Saturday, 27 August 2016

Review: Once We Were Brothers by Ronald H Balson

FromNazi-occupied Poland to a Chicago courtroom Elliot Rosenzweig, a respected civic leader and wealthy philanthropist, is attending a fundraiser when he is suddenly accosted and accused of being a former Nazi SS officer named Otto Piatek. Although the charges are denounced as preposterous, his accuser, Ben Solomon, is convinced he is right. Solomon urges attorney Catherine Lockhart to take his case, revealing that Otto Piatek was abandoned as a child and raised by Solomon's family only to betray them during the Nazi occupation. But has he accused the right man? Once We Were Brothers is the compelling tale of two boys and a family that struggles to survive in war-torn Poland. It is also the story of a young lawyer who must face not only a powerful adversary, but her own self-doubts. Two lives, two worlds and sixty years all on course to collide in a fast-paced legal thriller. The author, Ronald H. Balson, is a Chicago trial attorney and educator. His practice has taken him to international venues, including small villages in Poland, which have inspired this novel.

Paperback, 379 pages
Published February 15th 2010 by Berwick Court Publishing Co.

Terri's Thoughts

I bought this book years ago and somehow it stayed on my shelf and I never got around to reading it.  I finally picked it up as I try to clean out my to read list.  I wish I had read it sooner.

As this is not a new book, I am sure there are thousands of reviews out there that will cover every aspect of this book so I will not even try to do it justice.

Two things to know before I go any further.  I am a huge fan of historical fiction, and I am an even bigger fan of stories that center around WWII.  You could pretty much guess that the odds were favorable that I would enjoy this book.  I also discovered this book based on a recommendation of other stories that I had given high marks to. thoughts?

Of course I was captivated from the very beginning.  Let's get the parts that didn't sell me right away.  It was the characters if Liam and Catherine in the present day (2004).  While not unlikable, I felt like I was supposed to know them already, that they were previously introduced to the reader.  This of course was not the case so it left me feeling like I was scrambling to play catch up with their storyline and back story.  That being said, in my opinion, they were not the stars of this story so I can easily forgive.

As you would expect, the story of Ben is a tragic one.  So much so that I have sat down to start this review and I couldn't because the story was still with me.  I could not set it aside to jot down any objective thoughts.  Although this is a work of fiction, based on all of the resources out there that describes the Holocaust, you know that these events can happen, have happened and worse.  I am absolutely flabbergasted that the human race is capable of such cruelty.  I am also mortified that we as humans have not learned our lesson from this piece of history.  Turn the news on at any time and there is further evidence of what horrors we are capable of.  I digress, however perhaps this is why this story, and others like it, move me so much?

I have read many wartime stories, each individual in their own right and some with striking similarities.  There is almost always a love story, as was the case in this book.  Ben and Hanna had me cheering for them from the beginning and you knew that the outcome of their story would be tragic.  Every time they dance together I was  anxious knowing that it could potentially be the last.

I didn't know how the story was going to end but I had my suspicions.  While the conclusion was as I thought, I was nonetheless glued to the story to see it played out.  There may even have been a couple of profanities uttered out loud.  I will not share these secrets, they must be read to know.

Ultimately I really enjoyed this book.  Although can I say I enjoyed it when the subject matter is so horrific?  Let me phrase it as this is a book that captured my attention, kept it and then left me thinking about it long after I finished it.  Since I think I may be late to the party on this story, any fan of WWII historical fiction should read it if they have not already.  I wish I had read it sooner.

About the Author

When he’s not writing books, Ron is a practicing attorney with the firm of Stone, Pogrund & Korey in Chicago.

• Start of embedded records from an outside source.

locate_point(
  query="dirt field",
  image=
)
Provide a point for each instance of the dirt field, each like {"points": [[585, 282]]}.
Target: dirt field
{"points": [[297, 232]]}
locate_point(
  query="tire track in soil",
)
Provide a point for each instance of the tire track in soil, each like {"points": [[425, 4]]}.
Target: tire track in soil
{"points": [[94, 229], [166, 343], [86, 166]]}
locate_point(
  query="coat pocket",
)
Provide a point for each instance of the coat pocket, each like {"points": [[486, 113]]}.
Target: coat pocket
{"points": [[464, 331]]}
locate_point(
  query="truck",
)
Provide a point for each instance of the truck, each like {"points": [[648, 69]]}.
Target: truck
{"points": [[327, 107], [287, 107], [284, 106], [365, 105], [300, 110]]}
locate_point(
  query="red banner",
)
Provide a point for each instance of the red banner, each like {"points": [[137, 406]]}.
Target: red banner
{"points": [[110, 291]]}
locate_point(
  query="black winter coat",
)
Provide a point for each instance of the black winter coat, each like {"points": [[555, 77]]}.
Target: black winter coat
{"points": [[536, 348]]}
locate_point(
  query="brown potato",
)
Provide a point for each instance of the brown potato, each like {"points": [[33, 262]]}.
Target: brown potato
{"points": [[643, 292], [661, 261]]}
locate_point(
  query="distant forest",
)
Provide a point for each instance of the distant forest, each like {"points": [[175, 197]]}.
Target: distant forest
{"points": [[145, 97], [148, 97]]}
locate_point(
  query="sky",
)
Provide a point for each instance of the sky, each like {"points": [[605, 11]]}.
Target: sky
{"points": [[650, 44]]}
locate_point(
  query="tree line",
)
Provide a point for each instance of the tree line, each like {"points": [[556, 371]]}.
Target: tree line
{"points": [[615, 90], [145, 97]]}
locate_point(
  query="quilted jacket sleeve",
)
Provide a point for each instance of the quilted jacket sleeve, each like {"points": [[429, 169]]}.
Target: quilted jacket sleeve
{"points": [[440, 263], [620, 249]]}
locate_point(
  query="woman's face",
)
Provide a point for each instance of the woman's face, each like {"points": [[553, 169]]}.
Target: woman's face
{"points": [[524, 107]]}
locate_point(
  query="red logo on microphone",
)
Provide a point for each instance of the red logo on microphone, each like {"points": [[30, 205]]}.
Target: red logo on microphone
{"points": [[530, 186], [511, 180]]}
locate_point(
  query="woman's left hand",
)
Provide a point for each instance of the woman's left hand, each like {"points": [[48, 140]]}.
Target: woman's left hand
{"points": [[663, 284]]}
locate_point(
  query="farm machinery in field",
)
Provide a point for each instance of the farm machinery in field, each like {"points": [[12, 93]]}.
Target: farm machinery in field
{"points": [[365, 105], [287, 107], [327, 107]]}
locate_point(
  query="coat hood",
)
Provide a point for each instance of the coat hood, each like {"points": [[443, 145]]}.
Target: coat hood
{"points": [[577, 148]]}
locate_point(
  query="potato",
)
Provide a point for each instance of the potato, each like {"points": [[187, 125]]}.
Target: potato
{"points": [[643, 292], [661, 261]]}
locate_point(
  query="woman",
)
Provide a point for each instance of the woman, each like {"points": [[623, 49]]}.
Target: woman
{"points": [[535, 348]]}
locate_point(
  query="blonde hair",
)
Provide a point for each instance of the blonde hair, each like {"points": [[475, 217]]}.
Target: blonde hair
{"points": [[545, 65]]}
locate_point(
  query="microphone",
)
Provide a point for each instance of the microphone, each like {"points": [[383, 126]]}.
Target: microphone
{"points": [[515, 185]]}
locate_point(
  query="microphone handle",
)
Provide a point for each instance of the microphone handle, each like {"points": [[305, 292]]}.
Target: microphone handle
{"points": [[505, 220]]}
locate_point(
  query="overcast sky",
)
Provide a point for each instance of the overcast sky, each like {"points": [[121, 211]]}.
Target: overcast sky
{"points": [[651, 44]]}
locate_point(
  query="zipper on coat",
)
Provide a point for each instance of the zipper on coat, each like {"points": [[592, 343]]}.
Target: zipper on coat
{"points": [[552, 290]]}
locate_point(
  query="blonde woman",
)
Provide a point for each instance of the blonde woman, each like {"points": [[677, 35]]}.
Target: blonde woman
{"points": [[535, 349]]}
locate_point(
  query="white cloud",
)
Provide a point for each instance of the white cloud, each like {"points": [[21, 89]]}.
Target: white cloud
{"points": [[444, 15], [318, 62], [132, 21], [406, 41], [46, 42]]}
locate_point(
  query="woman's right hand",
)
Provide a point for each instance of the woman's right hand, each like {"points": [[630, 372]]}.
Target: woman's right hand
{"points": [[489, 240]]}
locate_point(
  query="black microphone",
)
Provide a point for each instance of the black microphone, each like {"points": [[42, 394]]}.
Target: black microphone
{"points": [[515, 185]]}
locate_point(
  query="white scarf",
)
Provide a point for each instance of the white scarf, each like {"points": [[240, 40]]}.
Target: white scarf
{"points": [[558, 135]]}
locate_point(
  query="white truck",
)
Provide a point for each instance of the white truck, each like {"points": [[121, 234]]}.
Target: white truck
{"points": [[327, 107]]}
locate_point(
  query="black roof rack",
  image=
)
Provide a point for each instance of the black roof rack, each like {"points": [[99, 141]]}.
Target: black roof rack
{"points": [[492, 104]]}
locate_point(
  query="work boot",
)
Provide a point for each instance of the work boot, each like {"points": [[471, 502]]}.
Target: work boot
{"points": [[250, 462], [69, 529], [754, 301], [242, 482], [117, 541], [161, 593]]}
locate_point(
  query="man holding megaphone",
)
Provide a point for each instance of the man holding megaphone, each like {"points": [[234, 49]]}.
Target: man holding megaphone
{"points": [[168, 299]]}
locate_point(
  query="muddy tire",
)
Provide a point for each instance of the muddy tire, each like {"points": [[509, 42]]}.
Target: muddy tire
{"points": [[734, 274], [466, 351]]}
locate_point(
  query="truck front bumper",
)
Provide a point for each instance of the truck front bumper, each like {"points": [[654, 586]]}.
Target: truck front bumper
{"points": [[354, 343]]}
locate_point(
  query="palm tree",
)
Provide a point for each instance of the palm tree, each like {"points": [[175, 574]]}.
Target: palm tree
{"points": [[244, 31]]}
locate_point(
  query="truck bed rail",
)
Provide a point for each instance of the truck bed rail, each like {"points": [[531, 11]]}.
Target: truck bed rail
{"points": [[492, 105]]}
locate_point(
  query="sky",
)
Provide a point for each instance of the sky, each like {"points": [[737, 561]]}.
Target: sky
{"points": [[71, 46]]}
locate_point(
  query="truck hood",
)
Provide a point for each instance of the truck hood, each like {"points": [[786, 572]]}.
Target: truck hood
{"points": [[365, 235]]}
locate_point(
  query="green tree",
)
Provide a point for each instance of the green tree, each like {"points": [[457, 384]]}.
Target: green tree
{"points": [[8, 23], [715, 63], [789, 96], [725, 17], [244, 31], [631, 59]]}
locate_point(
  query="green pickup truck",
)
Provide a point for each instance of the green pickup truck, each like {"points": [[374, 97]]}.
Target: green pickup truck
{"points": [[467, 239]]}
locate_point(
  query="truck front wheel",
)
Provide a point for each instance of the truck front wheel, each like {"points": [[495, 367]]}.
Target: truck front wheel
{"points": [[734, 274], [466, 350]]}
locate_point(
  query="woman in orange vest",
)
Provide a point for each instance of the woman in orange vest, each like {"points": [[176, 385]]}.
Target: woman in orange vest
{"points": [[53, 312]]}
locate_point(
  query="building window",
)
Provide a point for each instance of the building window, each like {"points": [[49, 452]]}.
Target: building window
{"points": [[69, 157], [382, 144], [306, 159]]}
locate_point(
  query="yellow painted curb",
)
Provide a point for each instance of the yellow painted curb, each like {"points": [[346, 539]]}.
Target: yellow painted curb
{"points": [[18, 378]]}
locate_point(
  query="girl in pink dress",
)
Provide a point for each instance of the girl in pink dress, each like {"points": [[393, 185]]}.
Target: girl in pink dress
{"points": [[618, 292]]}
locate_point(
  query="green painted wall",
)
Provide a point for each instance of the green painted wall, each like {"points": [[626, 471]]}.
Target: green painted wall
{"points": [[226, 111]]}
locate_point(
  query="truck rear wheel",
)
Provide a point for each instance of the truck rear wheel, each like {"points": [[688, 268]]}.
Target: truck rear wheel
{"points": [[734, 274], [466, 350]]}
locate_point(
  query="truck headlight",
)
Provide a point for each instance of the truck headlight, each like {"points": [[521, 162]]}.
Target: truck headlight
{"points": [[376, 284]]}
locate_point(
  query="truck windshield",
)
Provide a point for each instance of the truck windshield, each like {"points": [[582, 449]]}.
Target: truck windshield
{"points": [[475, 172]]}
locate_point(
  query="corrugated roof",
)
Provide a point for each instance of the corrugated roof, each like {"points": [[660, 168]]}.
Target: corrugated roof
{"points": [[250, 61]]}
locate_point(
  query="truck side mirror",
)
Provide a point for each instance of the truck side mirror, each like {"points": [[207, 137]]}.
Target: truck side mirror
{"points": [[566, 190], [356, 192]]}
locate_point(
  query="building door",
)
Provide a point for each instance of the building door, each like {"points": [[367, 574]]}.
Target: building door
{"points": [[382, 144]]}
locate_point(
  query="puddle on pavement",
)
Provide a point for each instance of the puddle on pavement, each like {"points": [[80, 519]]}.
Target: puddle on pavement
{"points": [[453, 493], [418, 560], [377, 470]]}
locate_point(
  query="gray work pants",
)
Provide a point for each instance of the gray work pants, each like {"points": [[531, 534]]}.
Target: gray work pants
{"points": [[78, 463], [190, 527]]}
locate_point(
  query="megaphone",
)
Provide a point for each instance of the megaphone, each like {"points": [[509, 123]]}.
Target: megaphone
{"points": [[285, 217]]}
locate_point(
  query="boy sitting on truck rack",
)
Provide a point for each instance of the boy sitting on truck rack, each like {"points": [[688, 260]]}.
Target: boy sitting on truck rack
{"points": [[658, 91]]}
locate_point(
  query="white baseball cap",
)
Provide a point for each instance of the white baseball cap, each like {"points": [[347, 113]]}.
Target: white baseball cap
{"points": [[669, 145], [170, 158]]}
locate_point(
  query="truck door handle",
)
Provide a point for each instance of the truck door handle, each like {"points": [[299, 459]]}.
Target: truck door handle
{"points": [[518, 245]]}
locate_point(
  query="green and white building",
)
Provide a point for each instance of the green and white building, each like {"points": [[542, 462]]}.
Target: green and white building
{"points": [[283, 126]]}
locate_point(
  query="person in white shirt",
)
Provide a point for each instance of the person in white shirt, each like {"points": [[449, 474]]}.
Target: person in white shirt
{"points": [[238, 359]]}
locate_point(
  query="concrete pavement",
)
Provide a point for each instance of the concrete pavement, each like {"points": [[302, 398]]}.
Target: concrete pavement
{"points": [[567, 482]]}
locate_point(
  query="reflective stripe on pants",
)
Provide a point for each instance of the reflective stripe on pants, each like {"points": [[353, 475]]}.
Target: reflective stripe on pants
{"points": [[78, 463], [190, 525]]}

He has been a civil litigation attorney for forty-three years. He was an adjunct professor of business law at the University of Chicago, Graduate School of Business for twenty-five years and was a frequent lecturer in the federal bar certification course and in trial advocacy seminars.
The demands of his legal practice have taken Ron into courts all across the United States and Canada, and for deposition testimony all across Europe and Asia. A few years ago, Ron became involved in a commercial dispute concerning telephone service in Poland. Numerous trips to Warsaw and southern Poland provided the inspiration for his first novel, Once We Were Brothers. Ron’s love of history and his travels to the Middle East provided the motivation for his second novel, Saving Sophie.
During the Once We Were Brothers book tour, Ron was introduced to several survivors of the World War II concentration camps. Of all the stories of courage and determination, one woman’s story was so moving that it formed the basis for Karolina’s Twins, Ron’s third book due out in 2016.
Ron was a finalist for the Harper Lee Award for Legal Fiction in 2014 and a finalist for the Premio Bancarella Italian Literature Award in 2014. He was an honoree at the Chicago Public Library Foundation’s Carl Sandburg Literary Award dinner.